Though not listed as exemptions, Olympic medalists, Asian game gold medalists, and grand-prix winners at famous music competitions can serve as “art and sports personnel” upon recommendation by the Minister of Culture, Sports and Tourism. (MSA art. 33-7, ED MSA art. 68-11.) Those who qualify conduct voluntary activities in their area of specialization for a total of 544 hours over 2 years and 10 months. Doctors, lawyers, and expert researchers may also conduct “supplementary” services. (MSA arts. 2, 5, 34, 34-6, 36.)

Since June 30, 2020, those who refuse military service due to religious beliefs may perform “alternative” military service. (Act on Assignment to and Performance of Alternative Service, Act No. 16851, Dec. 31, 2019, as amended.) They engage in non-military public service.

4. Have there been any recent controversies concerning pop stars?

If a pop star qualifies for “art and sports personnel,” he may keep doing activities typically associated with being a pop star. Whether the members of BTS would qualify for it has been discussed as they approached the age limit of military service. One article estimates that BTS “generate billions for the South Korean economy and have helped turned the country into a cultural superpower.” In addition, BTS has six number-one albums on Billboard 200 Chart. Furthermore, BTS supported United Nations’ initiatives and visited the White House. Some argue that what BTS has achieved is much more than, and at least equivalent to, winning the first place in an international classical music competition that allows a person to qualify for “art and sports personnel.”

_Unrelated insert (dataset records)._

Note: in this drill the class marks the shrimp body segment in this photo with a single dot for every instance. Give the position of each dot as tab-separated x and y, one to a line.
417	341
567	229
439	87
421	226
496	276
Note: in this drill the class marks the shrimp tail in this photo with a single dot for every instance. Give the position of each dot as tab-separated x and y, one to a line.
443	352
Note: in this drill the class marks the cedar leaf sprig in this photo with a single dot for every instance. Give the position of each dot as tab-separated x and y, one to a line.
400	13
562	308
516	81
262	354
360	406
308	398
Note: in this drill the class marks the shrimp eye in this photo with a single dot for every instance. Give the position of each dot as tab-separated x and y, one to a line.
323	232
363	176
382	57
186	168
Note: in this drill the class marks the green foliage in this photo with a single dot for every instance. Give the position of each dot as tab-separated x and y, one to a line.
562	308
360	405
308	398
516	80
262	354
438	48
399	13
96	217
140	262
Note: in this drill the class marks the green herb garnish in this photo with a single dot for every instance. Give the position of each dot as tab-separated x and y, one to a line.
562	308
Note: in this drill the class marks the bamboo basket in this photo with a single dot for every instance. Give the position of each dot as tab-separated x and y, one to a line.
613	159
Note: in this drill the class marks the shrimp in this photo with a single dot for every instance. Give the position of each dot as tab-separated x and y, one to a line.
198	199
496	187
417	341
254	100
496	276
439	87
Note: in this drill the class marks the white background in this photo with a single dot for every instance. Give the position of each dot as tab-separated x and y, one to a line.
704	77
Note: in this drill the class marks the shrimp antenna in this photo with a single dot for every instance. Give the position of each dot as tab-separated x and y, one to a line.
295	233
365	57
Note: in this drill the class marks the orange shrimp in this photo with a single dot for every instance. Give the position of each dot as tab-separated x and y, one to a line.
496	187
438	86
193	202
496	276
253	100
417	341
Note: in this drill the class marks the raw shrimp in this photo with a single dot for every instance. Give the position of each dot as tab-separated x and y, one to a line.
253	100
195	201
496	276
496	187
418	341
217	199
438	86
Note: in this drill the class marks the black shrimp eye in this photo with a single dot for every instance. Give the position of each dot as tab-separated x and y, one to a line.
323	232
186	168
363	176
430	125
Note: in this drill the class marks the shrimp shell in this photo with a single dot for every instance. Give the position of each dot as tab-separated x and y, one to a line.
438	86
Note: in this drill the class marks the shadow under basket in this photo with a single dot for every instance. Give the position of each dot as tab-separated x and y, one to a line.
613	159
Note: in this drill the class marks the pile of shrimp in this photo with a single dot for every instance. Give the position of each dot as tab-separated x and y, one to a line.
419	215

Most recently since 2021, five amendments to the MSA have been submitted to the Assembly to allow pop starts qualify for “art and sports personnel.” However, many people point out that it is difficult to objectively measure how much someone has contributed to the promotion of national prestige as a K-pop artist. The Ministry of National Defense has shown opposition to K-pop artists’ special military service. In the end, BTS chose sequential enlistment for each member. One of them started the military service in this month and for the moment this controversy seems to be over.